• Sonuç bulunamadı

2. GENEL BİLGİLER

2.4. Kanserin Gelişiminde mikroRNA’ların Rolü

mikroRNA'lar (miRNA'lar), gen ifadesinin transkripsiyon ve transkripsiyon sonrası düzenlemesinde işlev gören, uzunlukları 22-24 nükleotid olan küçük ve kodlamayan RNA molekülleridir. Küçük kodlamayan RNA'lar (lin-4 ve Let-7), İlk olarak Caenorhabditis elegans (C. elegans)'da tanımlanmşıtır (Lee ve ark., 1993).

Daha sonra yapılan çalışmalarla miRNA’ların virüslerden (Pfeffer ve ark., 2004) memelilere (Lagos-Quintana ve ark., 2001) kadar birçok organizmada bulunduğu keşfedilmiştir. Belirlenen miRNA’ların listelendiği ortak bir veri tabanı kullanılmaktadır (http://www.mirbase.org/). miRBase'in en güncel sürümünde (miRBase sürüm 21), 206 türden 24.521 miRNA yer almaktadır. Bunların 2.588'i ise insana aittir (Kozomara ve Griffiths-Jones, 2014). miRNA’lar gelişimsel zamanlama, embriyogenez, hücre farklılaşması, organogenez, metabolizma, apoptozis gibi biyolojik süreçlerde ve kanserin de yer aldığı birçok hastalıkta önemli rol oynamaktadır (Shah ve Calin, 2014).

miRNA'lar insan genomunun sadece %1-3'ünü oluştursalar da, insan genlerinin %30-40’ını düzenledikleri öne sürülmüştür (Carthew ve Sontheimer, 2009). Keşfedildikleri günden bu yana, insanlarda 2000'den fazla miRNA tanımlanmıştır ve bu sayı artmaya devam etmektedir (Nugent ve ark., 2012). Kısa bir süre içinde çok sayıda miRNA keşfedilmiş olduğundan, isimlendirilmeleri için oldukça katı kurallar belirlenmiştir. İlk üç harf organizmayı temsil eder (örneğin hsa- miR-379, Homo sapiens miR-379). miRNA'ların numaralandırılması ise keşfedildikleri sırayla ilişkilidir. miR-121a veya miR-121b gibi harfli ekler, yakından ilişkili oldukları miRNA'ları ifade eder. Eğer 2 miRNA aynı prekürsörden köken alıyorsa, prekürsörün 5'kolundan oluşan miRNA; miR-149-5p, 3' kolundan oluşan ise miR-149-3p olarak adlandırılır. Let-7a gibi bazı miRNA isimleri tarihsel nedenlerle korunmuştur (Kozomara ve Griffiths-Jones, 2014).

2.4.2. miRNA Biyogenezi

RNA polimeraz II veya III tarafından, nükleusta miRNA genlerinden primer (Pri) miRNA'lar transkripte edilir. Pri-miRNA'lar 3-4 kb uzunluğunda, tek iplikli ve en az bir stem-loop içeren karmaşık bir ikincil yapıya sahiptir (Rodriguez ve Griffiths-Jones, 2004).

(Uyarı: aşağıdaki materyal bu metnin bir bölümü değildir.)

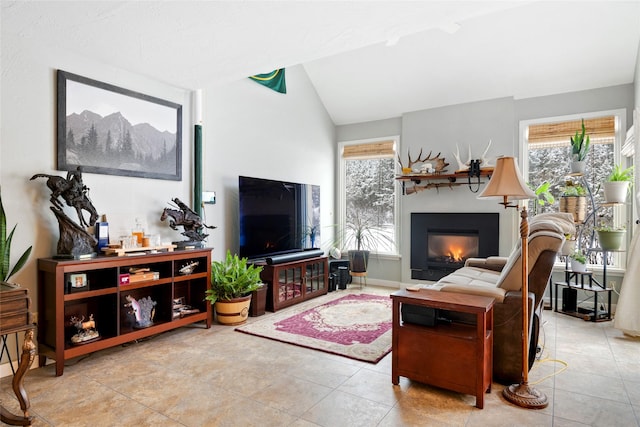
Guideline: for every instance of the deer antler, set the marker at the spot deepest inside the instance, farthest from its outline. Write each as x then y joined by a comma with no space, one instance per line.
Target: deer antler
420,159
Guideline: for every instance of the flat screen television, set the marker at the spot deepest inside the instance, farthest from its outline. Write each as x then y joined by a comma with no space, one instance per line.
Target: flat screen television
275,216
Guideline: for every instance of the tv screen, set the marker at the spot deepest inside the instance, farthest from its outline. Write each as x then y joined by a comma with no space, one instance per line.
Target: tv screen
276,216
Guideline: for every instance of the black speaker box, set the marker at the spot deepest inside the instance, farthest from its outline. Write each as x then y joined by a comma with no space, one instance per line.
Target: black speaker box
569,299
425,316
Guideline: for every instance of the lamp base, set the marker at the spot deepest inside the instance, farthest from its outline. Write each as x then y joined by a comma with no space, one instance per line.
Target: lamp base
525,396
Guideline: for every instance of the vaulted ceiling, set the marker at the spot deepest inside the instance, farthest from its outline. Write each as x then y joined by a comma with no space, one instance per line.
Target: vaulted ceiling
367,60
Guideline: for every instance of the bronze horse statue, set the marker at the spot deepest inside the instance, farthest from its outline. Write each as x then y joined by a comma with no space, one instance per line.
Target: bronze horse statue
186,218
73,192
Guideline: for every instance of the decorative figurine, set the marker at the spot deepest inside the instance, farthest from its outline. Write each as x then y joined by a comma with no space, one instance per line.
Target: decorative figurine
86,330
189,220
143,311
74,241
188,268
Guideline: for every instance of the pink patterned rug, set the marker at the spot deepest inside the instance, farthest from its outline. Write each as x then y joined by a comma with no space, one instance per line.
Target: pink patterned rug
357,326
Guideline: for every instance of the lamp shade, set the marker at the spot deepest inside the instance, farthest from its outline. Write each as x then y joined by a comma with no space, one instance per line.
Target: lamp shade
506,182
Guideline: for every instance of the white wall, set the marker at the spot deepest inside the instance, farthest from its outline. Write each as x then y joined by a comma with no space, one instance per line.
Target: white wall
248,129
253,131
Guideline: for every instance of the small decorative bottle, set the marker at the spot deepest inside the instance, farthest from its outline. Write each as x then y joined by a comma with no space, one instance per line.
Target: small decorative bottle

Pri-miRNA’lar DGCR8 (DiGeorge Syndrome Critical Region 8) ve DROSHA enzimlerinden oluşan mikroişlemci kompleks aracılığıyla 70-90 nükleotid uzunluğundaki bir/birden fazla pre-miRNA (prekürsör-mikroRNA)’lara dönüştürülür (Lee ve ark., 2003, Gregory ve ark., 2004).

Pre-miRNA’lar EXPORTİN-5 olarak adlandırılan özel taşıyıcı proteinler aracılığıyla çekirdekten sitoplazmaya transfer edilir. pri-miRNA’ların exportin-5 tarafından tanınmalarını sağlayan hairpin yapısını içeriyor olmaları ise bu basamağın gerçekleşmesini sağlayan kritik aşamadır (Murchiso ve Hannon, 2004).

Pre-miRNA’nın ileri işlenme basamağı sitoplazmik RNaz III enzimi olan DİCER tarafından sitoplazma içerisinde gerçekleştirilir. Dicer enzimi pre-miRNA’yı 20-25 nt uzunluğundaki çift iplikli olgun miRNA dubleksine dönüştürür. Sonuçta çift iplikli yapıda yaklaşık 22 nükleotid uzunluğunda bir molekül oluşur. miRNA dubleksi dicer’ın helikaz domaini ile açılır. İpliklerden biri kılavuz (guide) iplik olarak adlandırılır. Bu iplik miRNA aracılı RNA baskılanmasında kullanılır. İkinci iplik ise antisense iplik ya da yolcu (passenger) iplik adını alır (Bartel, 2004; Wahid ve ark., 2014).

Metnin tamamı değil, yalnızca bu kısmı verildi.